In this court area there has been a recent and considerable increase in the number of cases that are not meeting the 26 week statutory deadline. Of 181 public law cases there are 49 cases that are now ‘off track’. That means about 27% of our cases are exceeding the 26 week deadline. This has got to stop. Many people have worked extremely hard to improve upon the performance of this area and we are not prepared to see that slide away from us now. This type of poor case performance is unnecessary and is damaging to the system as a whole.
There are reasons why some cases may need to exceed the 26 week deadline. For instance there are cases involving complex issues of fact (e.g. where there is an allegation of a serious offence having been committed), cases which involve large and complex family dynamics and cases involving complex medical issues. This is not such a case. There are far too many cases like this one where the issues are straightforward and where delay is manifestly harmful to the children concerned. The only reason why this case has been so delayed is inefficiency.
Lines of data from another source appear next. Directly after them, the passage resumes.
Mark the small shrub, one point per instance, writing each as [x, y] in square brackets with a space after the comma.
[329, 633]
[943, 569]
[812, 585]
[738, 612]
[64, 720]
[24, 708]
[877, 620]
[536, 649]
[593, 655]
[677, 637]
If three days of court time are lost in this way it may well not be possible to fill those days with other work where this sort of thing happens so close to a final hearing. Not only are adjournments plainly contrary to the welfare of young children, they also cost a lot of public money and mean that very valuable court time is being lost. There is now immense pressure for every hour of court time to be used to its very fullest advantage and if one case is neglectfully prepared, as this one has been, it means that other cases and, other children and other parties suffer. It also means that public money is being used to fund the inefficiency of those people who do not engage in the system properly. It is perhaps commonplace but, nevertheless I do observe that the Local Authority that contends that the mother has not ‘co-operated with professionals’ has, itself shown a distinct and at least commensurate lack of co-operation with the court.
I am therefore adjourning this case to an IRH before me in September and will list a final hearing, again before me, as soon as possible afterwards. I will also try to call the case in for review once the report of the independent social worker has been obtained. I will release this judgment on Bailii. I know that it will be picked up at least by the local press and I consider that people in South Gloucestershire need to know how their Local Authority is functioning.